The site is the only decommissioned uranium mill overseen by the Energy Department that has yet to be cleaned up.

The immediate reason for concern is that the waste is seeping into the soil, getting into the groundwater and working its way into the Colorado River. The larger, doomsday fear is that a major flood on the Colorado could wash the stuff into the river and poison the Colorado River, which supplies drinking water to about 25 million people in Las Vegas, Los Angeles, Phoenix and other cities across the Southwest.

The waste began piling up in the 1950s after the dawn of the atomic age turned sleepy little communities in Utah into uranium mining boom towns. The department took control of it in 2001 after the most recent owner of the mill, Denver-based Atlas Corp. (search), declared bankruptcy in 1998 when it realized it could not afford to deal with the mess.
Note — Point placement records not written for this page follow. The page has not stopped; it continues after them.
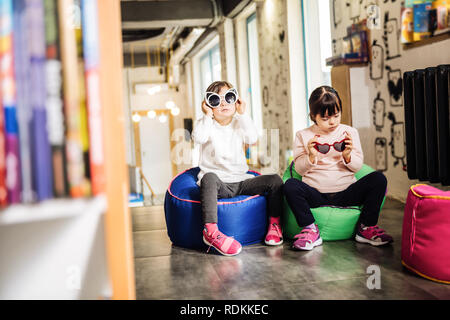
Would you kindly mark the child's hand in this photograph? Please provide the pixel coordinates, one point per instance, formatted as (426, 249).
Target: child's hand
(240, 106)
(207, 110)
(348, 147)
(311, 149)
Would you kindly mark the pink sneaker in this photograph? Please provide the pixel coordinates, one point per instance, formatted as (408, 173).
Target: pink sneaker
(307, 239)
(373, 235)
(222, 243)
(274, 235)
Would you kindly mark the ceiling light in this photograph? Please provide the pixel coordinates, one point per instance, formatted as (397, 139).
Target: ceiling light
(151, 114)
(175, 111)
(170, 104)
(162, 118)
(136, 117)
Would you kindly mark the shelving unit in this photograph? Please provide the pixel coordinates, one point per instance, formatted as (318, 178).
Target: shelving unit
(424, 42)
(78, 248)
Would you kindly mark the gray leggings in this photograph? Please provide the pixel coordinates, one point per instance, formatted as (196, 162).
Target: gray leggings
(212, 188)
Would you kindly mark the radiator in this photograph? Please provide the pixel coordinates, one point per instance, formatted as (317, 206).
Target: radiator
(427, 116)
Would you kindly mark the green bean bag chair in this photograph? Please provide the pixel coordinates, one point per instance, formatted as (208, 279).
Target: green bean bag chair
(335, 223)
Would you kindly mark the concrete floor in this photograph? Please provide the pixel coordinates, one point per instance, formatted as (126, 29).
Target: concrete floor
(335, 270)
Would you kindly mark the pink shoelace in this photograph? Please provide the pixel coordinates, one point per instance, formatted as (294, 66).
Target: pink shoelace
(373, 231)
(219, 236)
(274, 228)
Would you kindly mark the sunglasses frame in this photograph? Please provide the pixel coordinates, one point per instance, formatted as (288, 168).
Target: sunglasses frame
(330, 145)
(232, 90)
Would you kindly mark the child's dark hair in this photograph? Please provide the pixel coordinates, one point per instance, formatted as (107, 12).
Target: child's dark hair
(217, 85)
(322, 100)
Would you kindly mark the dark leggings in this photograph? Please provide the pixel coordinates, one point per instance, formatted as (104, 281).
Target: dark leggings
(368, 191)
(212, 188)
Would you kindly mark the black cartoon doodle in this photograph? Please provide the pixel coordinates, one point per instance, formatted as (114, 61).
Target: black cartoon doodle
(380, 154)
(355, 9)
(379, 112)
(391, 37)
(337, 12)
(397, 142)
(377, 62)
(395, 86)
(265, 96)
(373, 13)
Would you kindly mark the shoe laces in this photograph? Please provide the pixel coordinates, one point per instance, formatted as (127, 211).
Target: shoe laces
(304, 233)
(276, 227)
(216, 238)
(374, 230)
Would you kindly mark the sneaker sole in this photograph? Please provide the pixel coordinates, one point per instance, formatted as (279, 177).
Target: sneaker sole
(310, 246)
(273, 243)
(360, 239)
(221, 252)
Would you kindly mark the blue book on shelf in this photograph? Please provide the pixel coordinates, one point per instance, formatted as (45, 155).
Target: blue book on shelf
(8, 96)
(41, 151)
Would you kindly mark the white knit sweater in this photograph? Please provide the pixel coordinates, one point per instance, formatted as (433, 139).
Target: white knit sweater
(221, 147)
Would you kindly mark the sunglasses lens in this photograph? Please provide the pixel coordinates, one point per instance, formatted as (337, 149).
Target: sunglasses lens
(322, 148)
(230, 97)
(213, 100)
(339, 146)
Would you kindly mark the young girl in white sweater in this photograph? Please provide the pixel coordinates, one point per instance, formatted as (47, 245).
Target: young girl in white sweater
(222, 132)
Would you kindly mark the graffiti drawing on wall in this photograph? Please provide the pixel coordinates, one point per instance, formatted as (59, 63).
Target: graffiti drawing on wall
(378, 112)
(373, 13)
(377, 62)
(266, 96)
(395, 86)
(391, 37)
(397, 142)
(337, 12)
(380, 154)
(355, 9)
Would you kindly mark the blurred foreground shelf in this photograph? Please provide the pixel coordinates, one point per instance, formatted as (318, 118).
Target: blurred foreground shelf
(52, 209)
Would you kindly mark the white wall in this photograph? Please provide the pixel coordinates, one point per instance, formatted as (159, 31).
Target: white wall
(411, 59)
(135, 101)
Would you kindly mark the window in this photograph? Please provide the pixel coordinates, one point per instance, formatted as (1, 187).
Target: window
(210, 69)
(253, 67)
(206, 68)
(316, 26)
In November, the Energy Department outlined four options for the site. Three of them called for moving the waste by truck, rail or pipeline and burying it anywhere from 17 to 85 miles away in a hole that would be lined with clay and covered over. The cost could be as high as $543 million.

Option No. 4, which could cost only half as much, called for leaving the pile in place but covering it over with dirt and rocks.

But opponents, including Gov. Jon Huntsman (search), Utah's congressional delegation, scores of activists and the Environmental Protection Agency, said the waste is too dangerous to leave it where it is now, in a floodplain 750 feet from the banks of the Colorado.